Saturday, May 1, 2021

The failure of gated soccer as an example

Some of the richest soccer clubs in the world attempted a few days ago to create a gated soccer community (a closed "Super League"), and they failed. Soccer will remain unified for the time being, with all its imperfections, but unified. The gated community that the clubs led by Real Madrid president Florentino Pérez wanted to create, is not really different from other gated communities where the wealthy want to isolate themselves as much as possible from the surrounding poorer communities in neighbourhoods, education or health.

It is because soccer is unified (the most unified sport), that there are compensating mechanisms at a global level. For example. As Branko Milanovic explained in an article some years ago, the rule that links soccer stars to only one national team is a compensating mechanism, by which the top players of any country, who go to play for the best European clubs, have to return typically to their home country for games between national teams. This is a compensating mechanism because, although they get much better as individual players working in the best European institutions, they have to give back some of their talent to their relatively poor home country and their fans, in international games and world cups.

Notice that the poor in soccer do not want only money. In such a popular sport, the separation theorem does not hold. In other sectors, we may be happy being compensated with money, and then each of us do anything we want with the money. But in popular sports, that does not work so easily, because we do not only want to be paid in money, we really want to be paid in kind. We want to see our teams playing, winning and performing with the best stars.

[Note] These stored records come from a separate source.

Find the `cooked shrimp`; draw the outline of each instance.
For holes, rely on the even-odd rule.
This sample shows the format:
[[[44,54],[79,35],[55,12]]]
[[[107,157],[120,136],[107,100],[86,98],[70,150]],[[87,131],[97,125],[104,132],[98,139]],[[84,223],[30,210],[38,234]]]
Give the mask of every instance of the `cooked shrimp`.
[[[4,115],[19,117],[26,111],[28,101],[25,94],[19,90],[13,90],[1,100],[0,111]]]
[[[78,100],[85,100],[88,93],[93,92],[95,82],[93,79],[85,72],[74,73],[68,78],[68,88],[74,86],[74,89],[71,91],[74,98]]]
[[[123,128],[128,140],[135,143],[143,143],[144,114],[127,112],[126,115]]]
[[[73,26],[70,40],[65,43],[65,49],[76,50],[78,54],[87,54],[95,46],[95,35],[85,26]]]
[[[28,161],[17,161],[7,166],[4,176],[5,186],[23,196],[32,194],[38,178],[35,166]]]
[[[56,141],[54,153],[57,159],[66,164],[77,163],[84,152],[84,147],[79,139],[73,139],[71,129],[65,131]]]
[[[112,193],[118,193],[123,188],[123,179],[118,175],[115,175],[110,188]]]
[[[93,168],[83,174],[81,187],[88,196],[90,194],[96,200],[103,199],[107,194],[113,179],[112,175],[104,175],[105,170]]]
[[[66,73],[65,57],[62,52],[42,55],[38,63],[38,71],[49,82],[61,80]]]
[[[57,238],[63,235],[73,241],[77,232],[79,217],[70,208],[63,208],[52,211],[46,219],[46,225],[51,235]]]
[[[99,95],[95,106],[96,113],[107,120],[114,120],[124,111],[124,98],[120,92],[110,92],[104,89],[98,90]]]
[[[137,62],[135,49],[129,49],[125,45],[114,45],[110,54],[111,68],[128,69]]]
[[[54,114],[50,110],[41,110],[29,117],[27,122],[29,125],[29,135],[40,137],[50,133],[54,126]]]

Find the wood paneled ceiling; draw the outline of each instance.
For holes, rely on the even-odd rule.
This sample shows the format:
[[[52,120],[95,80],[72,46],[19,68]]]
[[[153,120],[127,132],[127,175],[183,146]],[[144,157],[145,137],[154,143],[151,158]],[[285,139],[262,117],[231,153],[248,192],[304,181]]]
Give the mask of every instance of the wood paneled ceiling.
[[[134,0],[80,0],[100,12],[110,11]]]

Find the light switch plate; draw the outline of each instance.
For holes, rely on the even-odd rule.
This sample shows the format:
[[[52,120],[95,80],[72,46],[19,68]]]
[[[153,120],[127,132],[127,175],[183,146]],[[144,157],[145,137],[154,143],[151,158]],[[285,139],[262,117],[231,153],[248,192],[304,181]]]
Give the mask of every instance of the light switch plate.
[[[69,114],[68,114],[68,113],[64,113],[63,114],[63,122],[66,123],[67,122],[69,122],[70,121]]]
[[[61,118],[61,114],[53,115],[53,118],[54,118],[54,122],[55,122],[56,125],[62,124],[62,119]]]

In global unified soccer, there is some money compensation (true, many times tainted by corruption), but the most important compensation is seeing your top players in your national team, or having the hope that any modest team has a remote chance of being among the best because of the promotion and relegation mechanism.

The current unified system is imperfect because of corruption and lack of regulation and supervision by an non-existent global government, but untying unification is worse: there is no other option but improving globalization. This removes one of the exits of Rodrik’s trilemma. We are in this together, like it or not.